Be Grateful for JavaScript Arrays: A Comparison with C
Josh Melo
Posted on October 20, 2022
Ahh, JavaScript arrays. For a lot of us, they're the first data structure we’re introduced to, and for good reason! There are so many ways we can use our little (or sometimes massive) list-like structures. But have you ever laid in bed and been jolted awake by curiosity as to how they work under the hood? No, you’re probably a normal person! But for the rest of you, stick around, and you too might develop a stronger love for JavaScript.
Learning how arrays and simple methods like .push()
work in lower-level languages can really deepen your understanding of and appreciation for the wonders of JavaScript arrays. And what better language to do this in than the language that practically runs our world, C?
In this post, we’ll take a look at how you could go about implementing something similar to .push()
in C. We'll discuss some of the major differences between C and JavaScript, memory management and heap vs. stack memory in C, array types in C, and variables and pointers. And at the end, hopefully you'll have a newfound appreciation for JavaScript's humble array .push()
method!
Background
Here are some key differences between JavaScript and C:
- JavaScript is considered a high-level language, meaning there are a lot of abstractions between you (the developer) and the machine. Which is a fancy way of saying that high-level languages do a lot of work for us. Here’s a great article that highlights these differences.

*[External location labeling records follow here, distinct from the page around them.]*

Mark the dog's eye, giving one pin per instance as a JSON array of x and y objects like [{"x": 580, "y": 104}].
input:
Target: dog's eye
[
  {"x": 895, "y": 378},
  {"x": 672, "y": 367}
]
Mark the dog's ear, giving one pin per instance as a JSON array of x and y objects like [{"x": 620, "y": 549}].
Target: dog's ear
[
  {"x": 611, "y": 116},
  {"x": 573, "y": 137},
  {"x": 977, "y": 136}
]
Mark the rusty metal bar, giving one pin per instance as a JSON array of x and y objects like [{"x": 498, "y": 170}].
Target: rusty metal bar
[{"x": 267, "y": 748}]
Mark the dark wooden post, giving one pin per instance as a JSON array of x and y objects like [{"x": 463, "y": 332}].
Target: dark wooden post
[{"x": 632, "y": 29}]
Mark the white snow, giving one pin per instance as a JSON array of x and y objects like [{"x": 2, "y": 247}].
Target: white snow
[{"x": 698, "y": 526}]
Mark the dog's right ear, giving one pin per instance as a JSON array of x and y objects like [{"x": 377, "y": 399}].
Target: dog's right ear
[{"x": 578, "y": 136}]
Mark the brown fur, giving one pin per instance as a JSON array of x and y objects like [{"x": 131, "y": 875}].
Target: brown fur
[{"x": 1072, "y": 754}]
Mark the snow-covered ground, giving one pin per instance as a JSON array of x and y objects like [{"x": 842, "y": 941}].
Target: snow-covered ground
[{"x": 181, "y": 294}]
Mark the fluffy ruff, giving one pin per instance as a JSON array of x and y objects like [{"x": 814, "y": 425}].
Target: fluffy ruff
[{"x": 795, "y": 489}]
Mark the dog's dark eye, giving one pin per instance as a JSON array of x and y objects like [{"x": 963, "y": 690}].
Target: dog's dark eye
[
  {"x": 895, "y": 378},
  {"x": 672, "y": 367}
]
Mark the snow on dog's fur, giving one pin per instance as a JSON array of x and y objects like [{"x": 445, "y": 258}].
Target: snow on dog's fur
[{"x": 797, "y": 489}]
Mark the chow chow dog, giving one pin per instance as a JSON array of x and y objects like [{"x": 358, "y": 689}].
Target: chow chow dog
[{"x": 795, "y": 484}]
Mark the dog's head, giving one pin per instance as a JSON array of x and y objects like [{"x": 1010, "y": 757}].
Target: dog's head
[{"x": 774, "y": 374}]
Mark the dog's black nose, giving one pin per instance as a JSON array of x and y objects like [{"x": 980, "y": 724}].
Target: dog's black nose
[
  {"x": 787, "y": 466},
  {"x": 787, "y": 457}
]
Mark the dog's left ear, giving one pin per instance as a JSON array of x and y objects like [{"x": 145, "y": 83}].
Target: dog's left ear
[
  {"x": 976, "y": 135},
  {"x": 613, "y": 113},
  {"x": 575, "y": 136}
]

- C requires manual memory management, whereas JavaScript provides automatic memory management. More on this later.
- C must be compiled in advance, whereas JavaScript is compiled right before being executed, often referred to as just-in-time compilation.
- Arrays in C can hold a single data type (char, int, float, etc.), whereas in JavaScript, arrays can hold mixed data types out of the box, such as strings, numbers, and boolean values. (However, arrays in C can also be made to hold different types with some work.)
The ease of developing in high-level languages often comes at the cost of performance. C is generally used for system programming and embedded systems where speed is more of a concern, while JavaScript is generally used in the browser and (more recently) on servers with Node.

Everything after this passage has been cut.